Re: Recommendations for man pages in Debian (was: Debian Policy 18.104.22.168 released: localized manpages)
On Tue, Aug 18, 2009 at 08:13:20PM +1000, Ben Finney wrote:
> Roger Leigh <firstname.lastname@example.org> writes:
> > On Mon, Aug 17, 2009 at 01:01:34PM +1000, Ben Finney wrote:
> > > I assume we expect man pages to conform to the conventions in
> > > ‘man-pages(7)’.
> (I've now been disabused of that assumption.)
> > I'm not sure we can have that expectation. If you look at
> > groff_man(7), it specifies:
> > .TH title section [extra1] [extra2] [extra3]
> > and details how the extra bits are positioned, but no more. While the
> > man-pages conventions IIRC are also seen in some GNU and UNIX manual
> > pages, things like the date *format* appear to be man-pages-specific.
> I guess the question then becomes: since Policy describes supposed best
> practice for Debian, *should* we be more specific about the format of a
> man page? I think the conventions described in ‘man-pages(7)’ are a good
> basis for recommendations for all Debian man pages.
Absolutely. I might have a minor quibble over the date formatting, but
the conventions are good.
Relating back to the subject of this thread, localisation of manpages,
I don't think that the page date is a good item for translators to
track to look for changes. It's just not robust enough. Most are
updated by hand (and invariably forgotten), or are automatically
generated (and hence will always look out of date). Wouldn't a better
approach here be to track the entire page content using a hash of the
content, e.g. SHAnSUM á la git? The translator could write the hash
into the translated file, to give a starting point for subsequent
Don't we have translation infrastructure to deal with this sort of
scenario yet? I confess, I'm only familiar with gettext localisation
of program code, not document translation, so an explanation of the
requirements/tools would be most helpful.
> > I, for example, use the date format '+%d %b %Y' (01 Aug 2009). The
> > manual pages are human readable documentation.
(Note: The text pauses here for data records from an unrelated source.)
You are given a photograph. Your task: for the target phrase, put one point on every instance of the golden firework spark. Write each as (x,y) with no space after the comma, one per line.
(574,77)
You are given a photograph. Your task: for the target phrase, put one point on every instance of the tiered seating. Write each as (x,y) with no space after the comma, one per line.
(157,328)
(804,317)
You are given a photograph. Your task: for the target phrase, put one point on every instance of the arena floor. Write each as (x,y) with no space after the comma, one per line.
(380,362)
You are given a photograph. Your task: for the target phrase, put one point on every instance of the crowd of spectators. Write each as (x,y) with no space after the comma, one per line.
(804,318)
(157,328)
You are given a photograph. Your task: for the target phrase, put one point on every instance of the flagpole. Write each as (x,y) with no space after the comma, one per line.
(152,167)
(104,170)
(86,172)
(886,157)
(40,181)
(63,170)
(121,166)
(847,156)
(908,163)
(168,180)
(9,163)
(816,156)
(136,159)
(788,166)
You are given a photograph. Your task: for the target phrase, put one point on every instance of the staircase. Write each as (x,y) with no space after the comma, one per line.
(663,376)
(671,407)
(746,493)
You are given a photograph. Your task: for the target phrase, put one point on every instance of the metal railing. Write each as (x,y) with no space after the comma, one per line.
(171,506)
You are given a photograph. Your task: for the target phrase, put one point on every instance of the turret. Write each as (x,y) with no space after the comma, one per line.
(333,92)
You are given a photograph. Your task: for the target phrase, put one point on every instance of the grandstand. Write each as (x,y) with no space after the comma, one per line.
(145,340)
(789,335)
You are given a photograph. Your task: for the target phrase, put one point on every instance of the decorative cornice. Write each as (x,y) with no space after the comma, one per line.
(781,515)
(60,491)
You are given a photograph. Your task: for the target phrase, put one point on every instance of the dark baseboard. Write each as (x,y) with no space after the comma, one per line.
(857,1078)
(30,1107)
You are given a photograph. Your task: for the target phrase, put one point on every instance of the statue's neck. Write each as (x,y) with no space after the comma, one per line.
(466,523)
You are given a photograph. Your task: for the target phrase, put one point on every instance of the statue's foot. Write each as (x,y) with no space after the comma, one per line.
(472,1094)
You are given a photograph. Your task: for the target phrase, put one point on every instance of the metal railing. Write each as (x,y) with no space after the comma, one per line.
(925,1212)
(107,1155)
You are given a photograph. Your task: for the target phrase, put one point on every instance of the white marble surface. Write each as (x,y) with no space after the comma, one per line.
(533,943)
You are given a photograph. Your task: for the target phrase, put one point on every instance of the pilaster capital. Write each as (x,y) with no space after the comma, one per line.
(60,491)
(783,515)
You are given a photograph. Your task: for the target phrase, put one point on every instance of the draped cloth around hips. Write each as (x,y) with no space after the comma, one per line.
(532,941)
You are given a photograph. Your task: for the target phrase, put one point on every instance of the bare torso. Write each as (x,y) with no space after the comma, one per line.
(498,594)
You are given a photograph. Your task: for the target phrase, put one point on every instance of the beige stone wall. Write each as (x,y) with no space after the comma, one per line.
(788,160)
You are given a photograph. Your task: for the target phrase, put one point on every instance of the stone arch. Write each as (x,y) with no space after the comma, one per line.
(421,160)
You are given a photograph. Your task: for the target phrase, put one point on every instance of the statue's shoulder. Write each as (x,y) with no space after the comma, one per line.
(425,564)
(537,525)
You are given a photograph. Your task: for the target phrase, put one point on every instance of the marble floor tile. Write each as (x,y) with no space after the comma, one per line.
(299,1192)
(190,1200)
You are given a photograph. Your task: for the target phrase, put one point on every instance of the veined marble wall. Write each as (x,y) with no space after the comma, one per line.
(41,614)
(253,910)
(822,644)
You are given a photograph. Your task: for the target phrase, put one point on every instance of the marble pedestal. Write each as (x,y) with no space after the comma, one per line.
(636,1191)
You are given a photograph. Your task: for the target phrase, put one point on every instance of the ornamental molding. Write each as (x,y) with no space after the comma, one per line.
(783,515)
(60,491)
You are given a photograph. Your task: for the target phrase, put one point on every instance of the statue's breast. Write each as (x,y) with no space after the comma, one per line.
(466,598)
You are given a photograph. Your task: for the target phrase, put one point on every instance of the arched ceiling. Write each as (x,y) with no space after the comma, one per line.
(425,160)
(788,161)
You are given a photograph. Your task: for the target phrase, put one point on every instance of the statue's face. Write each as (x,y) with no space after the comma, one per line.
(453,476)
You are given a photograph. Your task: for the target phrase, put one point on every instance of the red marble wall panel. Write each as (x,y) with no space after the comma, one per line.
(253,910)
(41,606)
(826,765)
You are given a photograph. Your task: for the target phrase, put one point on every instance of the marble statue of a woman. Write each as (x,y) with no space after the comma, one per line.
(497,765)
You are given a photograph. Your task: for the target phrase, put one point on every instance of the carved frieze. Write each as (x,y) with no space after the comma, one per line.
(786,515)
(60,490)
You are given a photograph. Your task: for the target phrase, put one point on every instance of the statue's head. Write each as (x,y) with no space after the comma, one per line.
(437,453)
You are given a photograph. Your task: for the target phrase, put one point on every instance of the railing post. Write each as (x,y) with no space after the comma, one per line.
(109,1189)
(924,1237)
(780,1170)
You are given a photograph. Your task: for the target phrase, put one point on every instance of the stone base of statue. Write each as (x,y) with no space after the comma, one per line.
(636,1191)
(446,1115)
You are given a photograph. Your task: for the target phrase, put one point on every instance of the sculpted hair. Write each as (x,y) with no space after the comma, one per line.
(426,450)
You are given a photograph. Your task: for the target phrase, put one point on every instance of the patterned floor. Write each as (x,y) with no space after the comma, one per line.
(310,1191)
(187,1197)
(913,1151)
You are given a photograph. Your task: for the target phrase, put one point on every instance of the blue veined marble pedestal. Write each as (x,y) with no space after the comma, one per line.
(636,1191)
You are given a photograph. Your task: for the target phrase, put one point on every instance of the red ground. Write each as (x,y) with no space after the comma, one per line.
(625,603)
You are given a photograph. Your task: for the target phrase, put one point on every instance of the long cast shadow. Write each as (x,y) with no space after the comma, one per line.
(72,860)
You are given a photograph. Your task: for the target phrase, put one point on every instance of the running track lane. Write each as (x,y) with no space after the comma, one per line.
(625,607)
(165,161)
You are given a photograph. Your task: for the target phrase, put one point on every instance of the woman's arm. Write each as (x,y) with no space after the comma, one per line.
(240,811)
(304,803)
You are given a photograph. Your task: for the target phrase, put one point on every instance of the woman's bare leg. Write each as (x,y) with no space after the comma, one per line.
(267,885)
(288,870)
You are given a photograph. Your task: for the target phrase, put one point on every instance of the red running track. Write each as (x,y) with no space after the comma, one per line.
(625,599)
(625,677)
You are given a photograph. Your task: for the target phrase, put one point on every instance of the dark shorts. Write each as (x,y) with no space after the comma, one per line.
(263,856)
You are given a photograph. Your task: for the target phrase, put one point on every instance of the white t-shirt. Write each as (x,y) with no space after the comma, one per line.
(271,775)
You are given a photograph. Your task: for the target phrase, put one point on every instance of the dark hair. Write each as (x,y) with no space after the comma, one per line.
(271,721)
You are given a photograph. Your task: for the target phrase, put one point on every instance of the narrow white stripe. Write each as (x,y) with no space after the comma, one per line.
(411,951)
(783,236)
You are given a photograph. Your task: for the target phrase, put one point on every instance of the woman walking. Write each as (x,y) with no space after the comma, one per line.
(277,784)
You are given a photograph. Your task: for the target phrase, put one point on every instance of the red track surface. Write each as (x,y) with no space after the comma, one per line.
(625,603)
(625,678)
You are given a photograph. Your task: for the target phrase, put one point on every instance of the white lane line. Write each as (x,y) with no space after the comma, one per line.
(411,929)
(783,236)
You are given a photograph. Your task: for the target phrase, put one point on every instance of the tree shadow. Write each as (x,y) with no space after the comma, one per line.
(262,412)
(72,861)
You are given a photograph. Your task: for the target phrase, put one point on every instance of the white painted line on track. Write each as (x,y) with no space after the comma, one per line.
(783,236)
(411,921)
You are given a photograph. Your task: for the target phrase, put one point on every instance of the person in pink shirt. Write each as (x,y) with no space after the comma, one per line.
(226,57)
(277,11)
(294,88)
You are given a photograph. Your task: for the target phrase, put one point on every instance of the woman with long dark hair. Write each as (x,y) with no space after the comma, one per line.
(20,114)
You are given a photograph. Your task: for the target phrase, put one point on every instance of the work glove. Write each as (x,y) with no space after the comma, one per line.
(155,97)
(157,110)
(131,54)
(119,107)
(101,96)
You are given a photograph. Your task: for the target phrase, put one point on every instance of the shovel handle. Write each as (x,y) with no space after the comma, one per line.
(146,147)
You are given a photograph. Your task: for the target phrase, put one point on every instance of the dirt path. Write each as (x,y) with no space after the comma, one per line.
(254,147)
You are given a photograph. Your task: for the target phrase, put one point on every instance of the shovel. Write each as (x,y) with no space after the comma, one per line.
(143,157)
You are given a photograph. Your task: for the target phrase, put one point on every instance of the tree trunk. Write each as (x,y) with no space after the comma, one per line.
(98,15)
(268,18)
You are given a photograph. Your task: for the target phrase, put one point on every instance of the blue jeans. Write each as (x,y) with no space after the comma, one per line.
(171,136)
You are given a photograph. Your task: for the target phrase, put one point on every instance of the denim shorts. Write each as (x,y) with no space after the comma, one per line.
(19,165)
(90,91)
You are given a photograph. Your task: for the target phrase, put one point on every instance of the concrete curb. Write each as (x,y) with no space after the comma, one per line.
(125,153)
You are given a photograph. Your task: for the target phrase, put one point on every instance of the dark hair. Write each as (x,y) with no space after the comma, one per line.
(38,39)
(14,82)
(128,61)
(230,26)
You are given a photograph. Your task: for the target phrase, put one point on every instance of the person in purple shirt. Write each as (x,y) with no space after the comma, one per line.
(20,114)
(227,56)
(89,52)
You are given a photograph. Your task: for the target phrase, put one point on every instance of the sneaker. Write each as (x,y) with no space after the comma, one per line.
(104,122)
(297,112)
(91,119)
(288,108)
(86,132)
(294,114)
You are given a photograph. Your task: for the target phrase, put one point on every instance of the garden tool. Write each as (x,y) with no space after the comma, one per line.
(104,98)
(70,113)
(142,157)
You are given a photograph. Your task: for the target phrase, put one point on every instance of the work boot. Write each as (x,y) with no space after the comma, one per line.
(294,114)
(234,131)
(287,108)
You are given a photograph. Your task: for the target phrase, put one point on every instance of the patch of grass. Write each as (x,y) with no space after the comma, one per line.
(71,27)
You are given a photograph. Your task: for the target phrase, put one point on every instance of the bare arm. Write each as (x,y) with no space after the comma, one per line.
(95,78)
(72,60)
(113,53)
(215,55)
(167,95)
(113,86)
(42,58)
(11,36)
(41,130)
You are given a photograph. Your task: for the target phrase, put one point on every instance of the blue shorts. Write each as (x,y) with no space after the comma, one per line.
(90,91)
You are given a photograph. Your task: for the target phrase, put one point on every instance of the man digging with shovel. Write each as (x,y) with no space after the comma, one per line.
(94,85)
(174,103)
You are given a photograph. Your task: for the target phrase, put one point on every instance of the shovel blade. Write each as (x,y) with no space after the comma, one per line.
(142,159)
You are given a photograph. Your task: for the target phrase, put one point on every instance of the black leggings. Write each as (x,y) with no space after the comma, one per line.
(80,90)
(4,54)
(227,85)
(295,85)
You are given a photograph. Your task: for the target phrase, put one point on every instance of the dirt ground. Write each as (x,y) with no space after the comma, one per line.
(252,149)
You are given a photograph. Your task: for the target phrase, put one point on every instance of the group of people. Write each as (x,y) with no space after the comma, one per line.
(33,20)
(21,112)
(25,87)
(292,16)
I think that nicely
> > readable dates should be preferred here.
> This seems to falsely imply a necessary conflict between “nicely
> readable dates” and “ISO 8601 date representations”. The fact that
> they're simple and unambiguous, and to many readers interpretable
> without further explanation, I think makes them a good candidate for
> “nicely readable”.
It's only unambiguous if you know the convention being adopted /is/
ISO-8601. In an ideal world, we could have a standardised date format
which the man program can transform into the date representation of
the user's locale thus satisfying all requirements.